On June 18, 2024, Young Thug’s attorney Brian Steel filed a motion to recuse Judge Ural Glanville, claiming that the judge was "acting unethical" and had "morphed" into the role of prosecutor. Additionally, attorney Douglas S. Weinstein, representing another defendant, also filed a motion for recusal, arguing that the judge’s actions had undermined public confidence in the case.

The motions stemmed from a June 7, 2024, ex parte meeting between Judge Glanville, prosecutors, and a key witness, which the defense argued was improper. Judge Glanville initially denied the recusal motions on June 18, 2024, but the trial was paused on July 1, 2024, to allow another judge to rule on the issue.

On July 15, 2024, Judge Rachel Krause ruled that Judge Glanville had erred by not sending the recusal motion to a higher court. She granted the recusal motion from Steel and Weinstein to preserve public confidence in the judicial process and removed Glanville from the case. She denied a similar motion from attorney Kayla Bumpus, however, stating it was “moot.”

===Replacement judge recuses herself===
The trial then resumed under the direction of Shukura L. Ingram, who recused herself three days later due to "an improper relationship between a defendant and one of her former deputies" that caused a conflict of interest that involved her.
===Third judge assigned===
Paige Reese Whitaker was then assigned to the case and presided over it until it officially ended. On September 30, Whitaker chastised lead prosecutor Adriane Love due to her allegedly mishandling a witness, stating that she appeared to be "purposefully [hiding] the ball to the extent you possibly can, for as long as you possibly can[...] unless it's just that you are so unorganized that you are throwing this case together as you try it". This came after Love asked a witness to authenticate a document immediately after Whitaker had allowed her to show the document to the witness on the condition that the witness should not be asked to authenticate the document.

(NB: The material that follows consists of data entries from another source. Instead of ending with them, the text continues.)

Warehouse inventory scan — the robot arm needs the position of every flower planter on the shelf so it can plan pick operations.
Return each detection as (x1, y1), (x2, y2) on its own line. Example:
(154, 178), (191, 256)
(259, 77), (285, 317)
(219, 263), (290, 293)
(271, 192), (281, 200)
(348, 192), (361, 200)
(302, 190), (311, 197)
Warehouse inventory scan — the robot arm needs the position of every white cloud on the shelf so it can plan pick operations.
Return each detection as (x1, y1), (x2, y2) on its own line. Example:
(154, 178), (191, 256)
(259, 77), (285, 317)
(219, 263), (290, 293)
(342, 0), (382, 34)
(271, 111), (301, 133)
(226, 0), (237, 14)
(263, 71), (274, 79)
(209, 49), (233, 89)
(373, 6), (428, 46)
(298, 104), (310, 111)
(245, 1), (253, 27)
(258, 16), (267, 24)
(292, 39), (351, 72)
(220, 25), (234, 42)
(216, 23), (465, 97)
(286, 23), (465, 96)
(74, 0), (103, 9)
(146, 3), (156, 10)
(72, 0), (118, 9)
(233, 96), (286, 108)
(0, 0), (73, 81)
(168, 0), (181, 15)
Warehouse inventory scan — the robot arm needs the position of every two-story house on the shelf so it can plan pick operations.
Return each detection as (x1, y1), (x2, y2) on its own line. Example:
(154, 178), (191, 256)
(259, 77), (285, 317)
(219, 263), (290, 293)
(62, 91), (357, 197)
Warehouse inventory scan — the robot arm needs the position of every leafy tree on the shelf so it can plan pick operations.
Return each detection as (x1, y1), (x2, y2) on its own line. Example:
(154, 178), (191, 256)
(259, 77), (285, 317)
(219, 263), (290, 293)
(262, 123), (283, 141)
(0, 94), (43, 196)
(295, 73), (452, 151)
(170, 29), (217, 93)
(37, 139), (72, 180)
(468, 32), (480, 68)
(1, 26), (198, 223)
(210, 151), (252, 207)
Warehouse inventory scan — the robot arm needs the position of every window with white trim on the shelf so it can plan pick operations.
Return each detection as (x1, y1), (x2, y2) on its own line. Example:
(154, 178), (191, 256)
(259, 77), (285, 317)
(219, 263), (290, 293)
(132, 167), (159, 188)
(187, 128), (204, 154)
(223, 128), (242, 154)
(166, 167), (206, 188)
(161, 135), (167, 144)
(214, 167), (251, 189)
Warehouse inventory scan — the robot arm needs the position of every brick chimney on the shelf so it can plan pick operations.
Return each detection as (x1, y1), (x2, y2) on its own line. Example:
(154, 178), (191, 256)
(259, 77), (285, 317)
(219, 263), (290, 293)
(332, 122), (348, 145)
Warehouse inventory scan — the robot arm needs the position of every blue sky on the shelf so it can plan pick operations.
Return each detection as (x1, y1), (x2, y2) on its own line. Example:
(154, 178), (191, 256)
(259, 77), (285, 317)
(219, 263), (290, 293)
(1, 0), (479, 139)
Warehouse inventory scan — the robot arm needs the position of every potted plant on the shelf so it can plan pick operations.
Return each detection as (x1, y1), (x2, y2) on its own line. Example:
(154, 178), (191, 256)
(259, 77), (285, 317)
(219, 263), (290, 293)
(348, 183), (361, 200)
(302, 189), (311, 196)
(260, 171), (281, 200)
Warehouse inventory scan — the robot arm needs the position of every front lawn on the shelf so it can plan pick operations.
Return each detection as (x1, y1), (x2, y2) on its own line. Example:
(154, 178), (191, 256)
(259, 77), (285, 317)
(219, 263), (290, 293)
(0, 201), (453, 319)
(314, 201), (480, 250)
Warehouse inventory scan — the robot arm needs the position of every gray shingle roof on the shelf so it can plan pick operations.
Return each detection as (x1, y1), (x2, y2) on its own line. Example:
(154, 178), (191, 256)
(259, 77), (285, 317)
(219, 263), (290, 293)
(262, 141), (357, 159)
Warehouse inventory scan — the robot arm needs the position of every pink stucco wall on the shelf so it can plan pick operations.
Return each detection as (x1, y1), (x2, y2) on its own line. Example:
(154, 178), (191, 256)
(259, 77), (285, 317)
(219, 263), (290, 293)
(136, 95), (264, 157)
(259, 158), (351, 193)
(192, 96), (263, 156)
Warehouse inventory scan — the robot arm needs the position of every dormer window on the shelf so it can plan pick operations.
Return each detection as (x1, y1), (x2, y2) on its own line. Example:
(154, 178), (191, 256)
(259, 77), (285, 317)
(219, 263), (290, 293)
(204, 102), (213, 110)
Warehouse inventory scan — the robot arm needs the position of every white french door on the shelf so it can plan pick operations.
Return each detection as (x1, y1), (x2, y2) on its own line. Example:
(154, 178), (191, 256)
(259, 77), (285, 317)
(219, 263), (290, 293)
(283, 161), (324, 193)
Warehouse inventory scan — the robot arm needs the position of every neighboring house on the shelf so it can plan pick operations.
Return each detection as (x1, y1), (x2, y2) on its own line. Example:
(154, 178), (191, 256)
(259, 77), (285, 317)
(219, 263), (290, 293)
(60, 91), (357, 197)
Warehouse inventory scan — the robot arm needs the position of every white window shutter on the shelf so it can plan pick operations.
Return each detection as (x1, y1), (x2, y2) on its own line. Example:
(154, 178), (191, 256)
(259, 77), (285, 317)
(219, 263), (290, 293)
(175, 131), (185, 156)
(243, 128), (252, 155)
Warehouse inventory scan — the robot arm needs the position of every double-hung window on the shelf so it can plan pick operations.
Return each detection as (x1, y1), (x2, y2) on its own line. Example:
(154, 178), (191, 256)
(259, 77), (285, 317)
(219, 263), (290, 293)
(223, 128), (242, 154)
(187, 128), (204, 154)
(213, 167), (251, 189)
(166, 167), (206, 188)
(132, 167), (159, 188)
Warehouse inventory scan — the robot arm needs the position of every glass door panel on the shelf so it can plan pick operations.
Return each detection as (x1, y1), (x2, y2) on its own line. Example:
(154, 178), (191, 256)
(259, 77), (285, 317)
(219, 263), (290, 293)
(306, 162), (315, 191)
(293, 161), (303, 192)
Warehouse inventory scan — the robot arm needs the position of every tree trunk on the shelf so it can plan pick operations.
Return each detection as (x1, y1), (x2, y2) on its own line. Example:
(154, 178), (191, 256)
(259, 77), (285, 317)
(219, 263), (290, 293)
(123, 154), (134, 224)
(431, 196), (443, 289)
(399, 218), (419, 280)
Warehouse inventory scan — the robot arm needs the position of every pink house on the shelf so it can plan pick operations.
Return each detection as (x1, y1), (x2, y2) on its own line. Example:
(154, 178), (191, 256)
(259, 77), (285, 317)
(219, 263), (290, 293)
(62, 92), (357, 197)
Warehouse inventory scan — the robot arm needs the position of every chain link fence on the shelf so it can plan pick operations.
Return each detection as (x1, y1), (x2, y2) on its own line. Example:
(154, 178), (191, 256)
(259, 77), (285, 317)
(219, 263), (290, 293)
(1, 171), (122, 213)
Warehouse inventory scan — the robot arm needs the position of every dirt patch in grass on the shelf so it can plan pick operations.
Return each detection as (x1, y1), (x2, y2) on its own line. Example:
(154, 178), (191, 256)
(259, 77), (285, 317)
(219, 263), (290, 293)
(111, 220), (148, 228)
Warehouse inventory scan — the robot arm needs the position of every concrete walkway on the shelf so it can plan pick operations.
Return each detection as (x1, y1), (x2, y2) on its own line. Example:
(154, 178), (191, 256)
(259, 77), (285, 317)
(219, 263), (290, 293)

===Verdicts on remaining defendants, end of trial===
On December3, 2024, the jury reached a verdict on the two remaining defendants Yak Gotti (Deamonte Kendrick) and SB (Shannon Stillwell). Kendrick was found not guilty on all counts. SB was found guilty only of gun possession (count64, possession of a firearm by a convicted felon) and was sentenced to 10years, which with credit for time served amounts to 2years to serve with the remaining eight years served on probation. The jury was then released and the trial ended.